- Education: Wesleyan University (B.A.) University of California, Berkeley (Ph.D.)
- Known for: cultural sociology, cognitive sociology, political sociology, sociological theory
- Awards: ASA Theory Prize for Outstanding Book 2010, 2012
- Scientific career
- Fields: Sociology
- Workplaces: University of Chicago
- Doctoral advisor: Ann Swidler
- Other academic advisors: Michael Hout

= John Levi Martin =

Professor of Sociology

John Levi Martin is an American sociologist and the Florence Borchert Bartling Professor of Sociology at the University of Chicago. He is the author of five books: Thinking Through Statistics, Thinking Through Methods, Thinking Through Theory, Social Structures, The Explanation of Social Action, the latter two of which have both won the Theory Prize for Outstanding Book from the ASA's Theory Section. He has also written data analysis programs such as DAMN (Dyadic Analysis of Multiple Networks) and ELLA (Every-gal-and-guy's Latent Lattice Analyser).

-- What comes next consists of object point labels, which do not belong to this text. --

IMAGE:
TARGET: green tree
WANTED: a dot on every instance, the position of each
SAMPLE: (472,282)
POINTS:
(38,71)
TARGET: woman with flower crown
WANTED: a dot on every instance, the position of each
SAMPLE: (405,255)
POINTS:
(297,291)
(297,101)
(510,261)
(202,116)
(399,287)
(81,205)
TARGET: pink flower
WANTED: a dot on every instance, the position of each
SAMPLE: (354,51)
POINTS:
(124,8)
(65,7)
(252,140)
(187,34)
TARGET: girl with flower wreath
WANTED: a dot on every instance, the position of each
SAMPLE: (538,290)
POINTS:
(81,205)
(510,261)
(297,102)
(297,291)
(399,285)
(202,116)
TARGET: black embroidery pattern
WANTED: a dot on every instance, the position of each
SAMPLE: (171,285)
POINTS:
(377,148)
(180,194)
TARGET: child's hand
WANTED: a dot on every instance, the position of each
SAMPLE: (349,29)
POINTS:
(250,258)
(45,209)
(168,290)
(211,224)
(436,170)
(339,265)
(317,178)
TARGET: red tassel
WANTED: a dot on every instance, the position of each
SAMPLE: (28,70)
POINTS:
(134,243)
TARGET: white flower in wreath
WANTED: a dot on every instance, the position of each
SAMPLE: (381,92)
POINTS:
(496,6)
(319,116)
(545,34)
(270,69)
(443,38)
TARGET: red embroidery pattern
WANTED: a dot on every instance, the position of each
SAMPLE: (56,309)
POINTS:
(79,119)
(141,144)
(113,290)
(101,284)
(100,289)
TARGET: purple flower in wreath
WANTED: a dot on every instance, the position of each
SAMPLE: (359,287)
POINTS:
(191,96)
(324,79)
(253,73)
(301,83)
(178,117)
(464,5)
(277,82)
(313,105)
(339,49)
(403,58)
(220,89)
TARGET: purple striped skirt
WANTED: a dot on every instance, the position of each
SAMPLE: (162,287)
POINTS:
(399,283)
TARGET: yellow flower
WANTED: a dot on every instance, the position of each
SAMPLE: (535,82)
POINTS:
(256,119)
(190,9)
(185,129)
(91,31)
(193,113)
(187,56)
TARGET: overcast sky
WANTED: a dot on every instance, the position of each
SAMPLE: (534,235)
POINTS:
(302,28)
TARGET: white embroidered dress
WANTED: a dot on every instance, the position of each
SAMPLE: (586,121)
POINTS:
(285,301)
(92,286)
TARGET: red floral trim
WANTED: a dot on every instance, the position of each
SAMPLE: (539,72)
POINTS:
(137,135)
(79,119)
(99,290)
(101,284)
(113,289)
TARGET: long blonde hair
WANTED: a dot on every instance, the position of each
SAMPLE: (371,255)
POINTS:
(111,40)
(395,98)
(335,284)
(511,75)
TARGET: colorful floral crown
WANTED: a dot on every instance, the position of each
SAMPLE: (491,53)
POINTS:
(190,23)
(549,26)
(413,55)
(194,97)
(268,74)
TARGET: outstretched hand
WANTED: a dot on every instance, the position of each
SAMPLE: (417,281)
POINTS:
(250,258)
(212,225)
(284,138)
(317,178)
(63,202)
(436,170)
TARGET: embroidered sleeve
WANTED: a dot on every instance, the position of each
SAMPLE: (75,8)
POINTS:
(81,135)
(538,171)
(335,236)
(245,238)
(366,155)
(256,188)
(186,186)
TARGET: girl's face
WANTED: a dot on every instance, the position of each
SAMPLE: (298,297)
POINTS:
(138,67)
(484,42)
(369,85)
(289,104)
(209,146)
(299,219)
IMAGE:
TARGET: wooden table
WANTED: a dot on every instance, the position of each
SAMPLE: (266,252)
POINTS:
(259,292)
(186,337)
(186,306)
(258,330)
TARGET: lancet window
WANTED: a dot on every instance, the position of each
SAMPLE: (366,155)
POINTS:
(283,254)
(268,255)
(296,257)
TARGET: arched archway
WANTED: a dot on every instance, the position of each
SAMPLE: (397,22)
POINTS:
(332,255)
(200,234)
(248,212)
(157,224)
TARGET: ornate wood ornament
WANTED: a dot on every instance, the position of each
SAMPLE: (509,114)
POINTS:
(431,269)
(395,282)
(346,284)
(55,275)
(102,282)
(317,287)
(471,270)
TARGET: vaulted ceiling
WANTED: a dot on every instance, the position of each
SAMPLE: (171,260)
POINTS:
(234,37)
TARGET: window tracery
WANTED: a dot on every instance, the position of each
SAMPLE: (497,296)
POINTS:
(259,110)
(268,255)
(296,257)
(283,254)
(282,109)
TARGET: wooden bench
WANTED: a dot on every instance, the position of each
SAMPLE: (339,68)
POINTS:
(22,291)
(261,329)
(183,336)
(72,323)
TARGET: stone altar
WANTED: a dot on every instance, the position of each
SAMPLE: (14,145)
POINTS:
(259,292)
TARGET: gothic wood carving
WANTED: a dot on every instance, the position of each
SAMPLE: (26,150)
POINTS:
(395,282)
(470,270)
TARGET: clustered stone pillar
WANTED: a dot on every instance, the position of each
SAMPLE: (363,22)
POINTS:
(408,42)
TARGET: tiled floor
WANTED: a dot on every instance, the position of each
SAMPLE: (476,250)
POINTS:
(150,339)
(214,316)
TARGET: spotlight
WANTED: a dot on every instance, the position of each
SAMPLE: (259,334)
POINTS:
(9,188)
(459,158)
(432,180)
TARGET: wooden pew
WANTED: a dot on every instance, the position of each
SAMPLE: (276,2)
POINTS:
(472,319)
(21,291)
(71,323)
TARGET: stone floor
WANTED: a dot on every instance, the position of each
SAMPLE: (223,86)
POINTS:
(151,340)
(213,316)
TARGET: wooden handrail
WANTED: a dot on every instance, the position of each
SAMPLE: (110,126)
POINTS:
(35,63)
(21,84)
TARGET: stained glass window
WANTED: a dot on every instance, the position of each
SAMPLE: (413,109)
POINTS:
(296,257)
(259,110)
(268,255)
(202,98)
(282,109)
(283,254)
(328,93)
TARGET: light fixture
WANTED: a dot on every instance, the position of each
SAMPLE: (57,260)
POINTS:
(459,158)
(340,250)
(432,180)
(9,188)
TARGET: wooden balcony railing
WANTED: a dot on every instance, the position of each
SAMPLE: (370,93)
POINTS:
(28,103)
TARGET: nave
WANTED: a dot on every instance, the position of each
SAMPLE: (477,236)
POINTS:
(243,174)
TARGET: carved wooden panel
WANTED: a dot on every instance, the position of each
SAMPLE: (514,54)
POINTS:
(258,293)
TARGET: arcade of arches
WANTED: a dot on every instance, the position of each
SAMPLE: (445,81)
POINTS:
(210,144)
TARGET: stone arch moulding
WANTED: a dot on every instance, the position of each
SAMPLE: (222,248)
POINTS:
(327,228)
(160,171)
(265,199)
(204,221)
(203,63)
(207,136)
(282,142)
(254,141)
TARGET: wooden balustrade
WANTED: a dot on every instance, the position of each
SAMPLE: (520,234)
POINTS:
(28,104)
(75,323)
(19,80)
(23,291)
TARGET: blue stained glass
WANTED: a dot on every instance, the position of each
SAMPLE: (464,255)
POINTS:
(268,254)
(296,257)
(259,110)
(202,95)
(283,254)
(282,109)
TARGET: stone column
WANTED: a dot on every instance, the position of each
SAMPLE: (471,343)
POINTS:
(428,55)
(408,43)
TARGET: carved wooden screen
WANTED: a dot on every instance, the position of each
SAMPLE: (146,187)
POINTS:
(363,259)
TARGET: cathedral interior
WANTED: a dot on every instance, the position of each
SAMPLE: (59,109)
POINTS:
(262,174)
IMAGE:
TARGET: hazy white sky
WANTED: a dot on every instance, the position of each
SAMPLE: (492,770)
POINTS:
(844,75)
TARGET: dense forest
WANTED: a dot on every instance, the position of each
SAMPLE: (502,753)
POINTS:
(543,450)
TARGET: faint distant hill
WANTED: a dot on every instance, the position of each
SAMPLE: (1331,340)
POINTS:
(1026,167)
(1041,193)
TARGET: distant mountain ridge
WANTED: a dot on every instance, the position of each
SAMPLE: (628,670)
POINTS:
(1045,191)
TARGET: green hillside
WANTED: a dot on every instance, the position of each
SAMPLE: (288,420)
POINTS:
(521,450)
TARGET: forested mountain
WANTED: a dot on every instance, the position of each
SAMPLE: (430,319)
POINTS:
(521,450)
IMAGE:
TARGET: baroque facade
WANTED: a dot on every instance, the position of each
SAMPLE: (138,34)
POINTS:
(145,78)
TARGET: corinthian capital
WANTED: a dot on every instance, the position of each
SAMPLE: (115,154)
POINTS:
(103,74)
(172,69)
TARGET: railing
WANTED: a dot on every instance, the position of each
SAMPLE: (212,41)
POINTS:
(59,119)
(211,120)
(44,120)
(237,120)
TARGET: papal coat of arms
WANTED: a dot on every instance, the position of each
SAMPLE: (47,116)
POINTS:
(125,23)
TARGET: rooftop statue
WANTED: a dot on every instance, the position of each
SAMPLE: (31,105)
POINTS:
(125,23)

== Early life and education ==
Martin studied at Wesleyan University and received a BA in sociology and English in 1987. While there he was influenced by notable political sociologist Herbert Hyman who died in 1985, and Martin received the Herbert Hyman prize for undergraduate sociology for his thesis: The Epistemology of Fundamentalism. He then attended the University of California - Berkeley, where he received a MA in 1990 and a PhD in 1997. His dissertation committee was Ann Swidler (chair), Mike Hout, James Wiley, John Wilmoth. It was titled Power Structure and Belief Structure in Forty American Communes, and used the Urban Commune Data Set.

==Selected works==
- 1998: "Structures of Power in Naturally Occurring Communities". - Social Networks. - 20. - pp. 197–225.
- 1999: "Entropic Measures of Belief System Constraint". - Social Science Research. - 28. - pp. 111–134.
- 1999: (with James Wiley) - "Algebraic Representations of Beliefs and Attitudes: Partial Order Models for Item Responses". - Sociological Methodology. 29. - pp. 113–146.
- 1999: "A General Permutation-Based QAP Analysis for Dyadic Data from Multiple Groups". - Connections. - 22. - pp. 50–60.
- 2002: "Some Algebraic Structures for Diffusion in Social Networks". - Journal of Mathematical Sociology. 26. - pp. 123–146.
- 2003: "What is Field Theory?". - American Journal of Sociology. 109. - pp. 1–49.
- 2009: Social Structures. - Princeton University Press.
- 2011: The Explanation of Social Action. - Oxford University Press.
- 2018: Thinking Through Statistics. - University of Chicago Press.
- 2024: The True, the Good, and the Beautiful: The Rise and Fall and Rise of an Architectonic for Action. - Columbia University Press.